Hitzesommer und Klimapolitik
Angesichts der jüngsten Hitzewelle mit mindestens 14.000 Hitzetoten fordert die Politikwissenschaftlerin Lena Partzsch eine Neuausrichtung der deutschen Klimapolitik. Diese müsse sowohl Klimaschutz als auch Klimaanpassung umfassen, betont sie im Interview mit tagesschau24. Besonders ältere und vulnerable Gruppen seien betroffen, weshalb das Thema auch für die Mehrheit der Wähler relevant werde.

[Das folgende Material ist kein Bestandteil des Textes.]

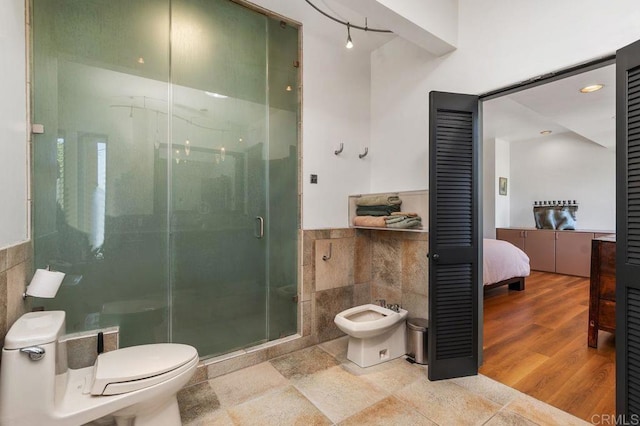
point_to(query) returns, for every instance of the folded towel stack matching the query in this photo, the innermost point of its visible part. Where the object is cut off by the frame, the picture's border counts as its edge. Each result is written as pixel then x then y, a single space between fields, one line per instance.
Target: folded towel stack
pixel 378 205
pixel 403 221
pixel 377 210
pixel 370 221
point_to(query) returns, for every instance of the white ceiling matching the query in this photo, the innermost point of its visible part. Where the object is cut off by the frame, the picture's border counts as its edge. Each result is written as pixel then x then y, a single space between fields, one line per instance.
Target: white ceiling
pixel 558 106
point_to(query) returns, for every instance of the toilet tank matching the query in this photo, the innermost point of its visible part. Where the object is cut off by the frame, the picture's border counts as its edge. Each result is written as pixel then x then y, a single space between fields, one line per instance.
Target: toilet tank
pixel 35 328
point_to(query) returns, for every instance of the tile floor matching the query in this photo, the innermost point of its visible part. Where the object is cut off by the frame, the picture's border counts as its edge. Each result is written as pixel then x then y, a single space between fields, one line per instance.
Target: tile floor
pixel 319 386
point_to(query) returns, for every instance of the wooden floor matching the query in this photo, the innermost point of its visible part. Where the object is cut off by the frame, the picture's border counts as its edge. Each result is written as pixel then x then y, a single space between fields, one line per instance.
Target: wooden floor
pixel 536 341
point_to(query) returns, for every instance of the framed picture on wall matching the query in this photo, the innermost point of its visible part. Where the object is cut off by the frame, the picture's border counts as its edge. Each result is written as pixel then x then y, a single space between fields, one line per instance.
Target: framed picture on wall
pixel 502 186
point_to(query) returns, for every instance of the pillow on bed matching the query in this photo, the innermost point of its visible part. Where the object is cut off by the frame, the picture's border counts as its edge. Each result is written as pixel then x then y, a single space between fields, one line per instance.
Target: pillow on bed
pixel 502 260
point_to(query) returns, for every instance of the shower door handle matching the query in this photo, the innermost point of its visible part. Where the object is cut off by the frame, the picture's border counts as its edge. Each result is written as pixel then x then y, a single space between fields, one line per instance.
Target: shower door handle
pixel 260 220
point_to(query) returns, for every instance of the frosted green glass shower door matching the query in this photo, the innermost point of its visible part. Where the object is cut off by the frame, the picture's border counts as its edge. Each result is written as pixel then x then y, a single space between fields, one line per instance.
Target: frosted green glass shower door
pixel 165 184
pixel 100 85
pixel 233 263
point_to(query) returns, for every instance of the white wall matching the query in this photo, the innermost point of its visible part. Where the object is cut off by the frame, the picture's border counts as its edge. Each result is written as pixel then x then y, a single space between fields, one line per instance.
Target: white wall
pixel 336 102
pixel 502 169
pixel 500 42
pixel 13 125
pixel 488 188
pixel 379 101
pixel 496 164
pixel 564 167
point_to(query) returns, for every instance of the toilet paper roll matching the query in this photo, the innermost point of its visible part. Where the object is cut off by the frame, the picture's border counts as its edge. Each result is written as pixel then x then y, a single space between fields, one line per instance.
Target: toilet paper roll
pixel 45 283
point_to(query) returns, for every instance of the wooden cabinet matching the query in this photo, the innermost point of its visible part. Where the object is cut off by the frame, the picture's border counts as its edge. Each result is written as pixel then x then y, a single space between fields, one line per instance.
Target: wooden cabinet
pixel 514 236
pixel 539 245
pixel 563 252
pixel 602 293
pixel 573 253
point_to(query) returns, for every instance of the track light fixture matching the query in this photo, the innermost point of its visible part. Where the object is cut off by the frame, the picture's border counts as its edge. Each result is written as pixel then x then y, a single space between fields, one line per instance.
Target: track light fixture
pixel 349 44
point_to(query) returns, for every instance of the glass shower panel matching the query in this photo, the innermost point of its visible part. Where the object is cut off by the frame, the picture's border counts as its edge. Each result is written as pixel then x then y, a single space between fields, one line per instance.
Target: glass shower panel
pixel 100 85
pixel 218 175
pixel 284 117
pixel 165 185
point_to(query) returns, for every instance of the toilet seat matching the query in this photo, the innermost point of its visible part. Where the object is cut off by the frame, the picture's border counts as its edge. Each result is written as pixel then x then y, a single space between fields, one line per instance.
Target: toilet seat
pixel 137 367
pixel 366 326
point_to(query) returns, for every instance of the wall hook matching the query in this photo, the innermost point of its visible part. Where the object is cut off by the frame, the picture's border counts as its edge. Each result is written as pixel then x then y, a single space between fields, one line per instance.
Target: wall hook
pixel 325 257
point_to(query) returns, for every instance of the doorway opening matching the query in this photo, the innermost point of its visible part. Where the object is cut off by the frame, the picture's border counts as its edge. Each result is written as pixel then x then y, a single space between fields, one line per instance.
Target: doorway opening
pixel 551 146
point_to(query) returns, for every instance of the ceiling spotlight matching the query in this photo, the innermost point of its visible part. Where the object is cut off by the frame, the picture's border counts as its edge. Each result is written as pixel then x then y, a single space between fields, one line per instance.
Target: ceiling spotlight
pixel 591 88
pixel 216 95
pixel 349 44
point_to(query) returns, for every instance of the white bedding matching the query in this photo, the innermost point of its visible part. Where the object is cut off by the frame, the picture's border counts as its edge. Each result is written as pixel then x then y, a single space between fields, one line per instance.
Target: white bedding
pixel 502 260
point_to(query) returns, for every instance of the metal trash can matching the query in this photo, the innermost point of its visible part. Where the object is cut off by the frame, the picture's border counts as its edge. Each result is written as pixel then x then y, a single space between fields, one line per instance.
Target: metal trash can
pixel 417 339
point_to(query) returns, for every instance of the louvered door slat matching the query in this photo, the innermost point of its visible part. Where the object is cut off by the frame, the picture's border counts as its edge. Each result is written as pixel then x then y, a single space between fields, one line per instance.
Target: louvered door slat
pixel 453 239
pixel 628 233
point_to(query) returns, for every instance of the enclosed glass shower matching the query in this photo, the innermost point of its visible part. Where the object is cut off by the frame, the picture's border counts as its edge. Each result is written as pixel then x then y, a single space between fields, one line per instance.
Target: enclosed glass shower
pixel 165 184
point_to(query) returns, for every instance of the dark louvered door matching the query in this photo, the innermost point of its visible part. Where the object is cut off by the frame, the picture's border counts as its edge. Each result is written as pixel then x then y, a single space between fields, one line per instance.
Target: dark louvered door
pixel 454 235
pixel 628 233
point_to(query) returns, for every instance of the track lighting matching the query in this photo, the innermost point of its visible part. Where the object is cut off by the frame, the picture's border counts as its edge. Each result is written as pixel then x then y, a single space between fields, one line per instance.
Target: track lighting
pixel 349 44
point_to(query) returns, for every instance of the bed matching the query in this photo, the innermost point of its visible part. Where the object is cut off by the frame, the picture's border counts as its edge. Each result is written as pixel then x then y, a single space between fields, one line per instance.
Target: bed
pixel 503 264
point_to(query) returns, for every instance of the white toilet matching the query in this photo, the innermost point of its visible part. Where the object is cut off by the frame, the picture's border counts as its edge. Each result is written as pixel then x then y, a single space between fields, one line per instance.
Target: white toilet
pixel 376 334
pixel 135 385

Bewertung der Bundesregierung
Die SPD hat das Thema als soziales Anliegen erkannt, die CDU unter Kanzler Friedrich Merz jedoch nicht, so Partzsch. Eine stärkere Agenda könnte die Grünen stärken und eine Abgrenzung nach rechts erfordern, was Merz derzeit vermeide.
Erfolge und Forderungen
Gleichzeitig hebt Partzsch hervor, dass Deutschland seine Klimaziele weitgehend erreicht habe: Die Emissionen sanken seit 1990 um fast die Hälfte, ohne dass die Wirtschaft zusammenbrach. Dieser Erfolg müsse international stärker kommuniziert werden. Der Vorstoß, Klimaschutz im Grundgesetz zu verankern, sei entscheidend, da bisher freiwilliger Klimaschutz verschuldete Kommunen handlungsunfähig mache.